We’ll now take a brief look of how convolutions work and how it can be generalized to graph to address above shortcomings.
GCN
Convolutions
Under the hood, the main component of the GCNs are the graph convolutions. Convolutions are heavily used in computer vision algorithms. Through convolutions we can easily identify the unique spatial features of an image eg. the ears of human etc. The convolutional neural net consists of filter usually 3*3 matrix consisting of weights which convolve over the image taking the dot product of the image aggregating the inputs to accumulate the dominant features of the area the filter is convolving over.
Convolution Filter to detect vertical edges
Single GCN Layer - Message Passing and Aggregation
Now that we know how a convolutions work aggregating the salient features of the image, we can now discuss how a single layer of GCN works. This is basically done in two steps -
- Message Passing - taking the features of the neighbouring nodes and passing it on to the current node in consideration.

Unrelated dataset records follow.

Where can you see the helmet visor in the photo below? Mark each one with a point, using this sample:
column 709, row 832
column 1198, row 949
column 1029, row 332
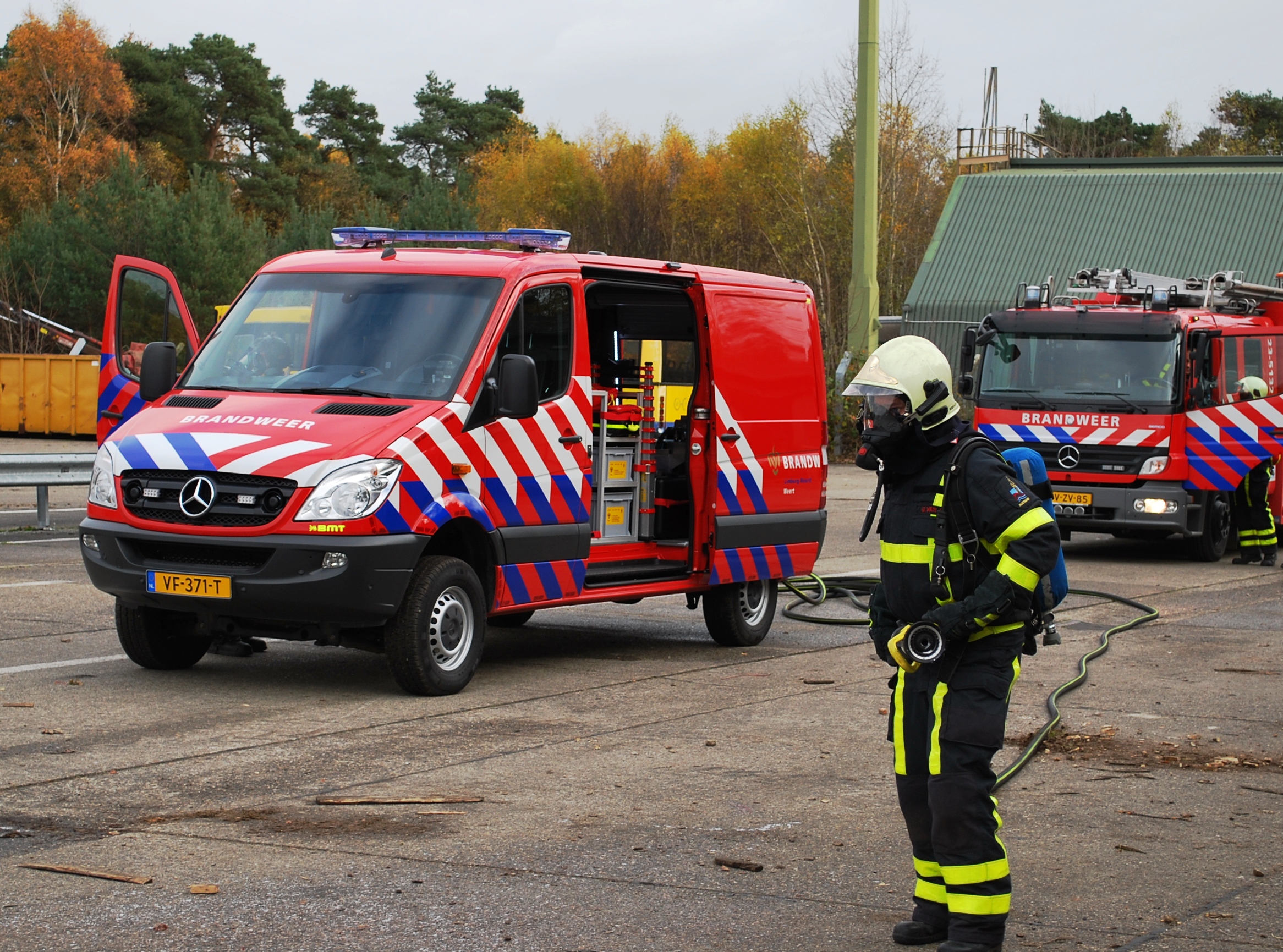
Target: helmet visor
column 883, row 409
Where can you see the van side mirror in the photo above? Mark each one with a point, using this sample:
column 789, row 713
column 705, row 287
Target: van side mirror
column 519, row 387
column 160, row 370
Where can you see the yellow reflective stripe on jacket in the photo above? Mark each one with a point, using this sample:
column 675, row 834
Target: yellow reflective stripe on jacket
column 1022, row 527
column 980, row 905
column 933, row 761
column 917, row 553
column 898, row 724
column 926, row 868
column 1015, row 676
column 975, row 873
column 933, row 892
column 1021, row 575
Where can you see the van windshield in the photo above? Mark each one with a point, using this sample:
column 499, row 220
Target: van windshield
column 385, row 335
column 1030, row 370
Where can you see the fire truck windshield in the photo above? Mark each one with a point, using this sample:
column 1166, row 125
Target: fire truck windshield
column 1040, row 370
column 385, row 335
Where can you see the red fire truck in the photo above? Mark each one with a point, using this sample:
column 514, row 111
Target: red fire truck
column 1126, row 387
column 388, row 447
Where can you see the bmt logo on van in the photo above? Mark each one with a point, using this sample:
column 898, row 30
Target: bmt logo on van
column 1069, row 419
column 254, row 421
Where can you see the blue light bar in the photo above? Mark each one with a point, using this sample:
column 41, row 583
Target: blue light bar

- Aggregation - aggregating the neighbouring node features in an order invariant manner and concatenating it with the current node features.
Single Layer of GCN
Let us assume -
- $h_v^l$ - current embedding $\forall$ node $v$ $\in$ $V$ at layer $l$
- $W_l$ - weight matrix to transform the embeddings of neighbouring nodes
- $B_l$ - weight matrix to transform the embeddings of current node
- $N_v$ - neighbouring nodes of current node $v$
- $\sigma$ - non linearity applied to calculated embeddings
Then the embedding of current node is calculated as -
\[h_v^{(l+1)} = \sigma(W_l\Sigma_{u \in |N_(v)|}{\frac{h_u^{(l)}}{|N(v)|}} + B_lh_v^{(l)})\]Here we have aggregated the neighbouring node embeddings by applying $SUM()$ operation we could have also used other order invariant operations like $MEAN()$, $MAX()$, $MIN()$, etc.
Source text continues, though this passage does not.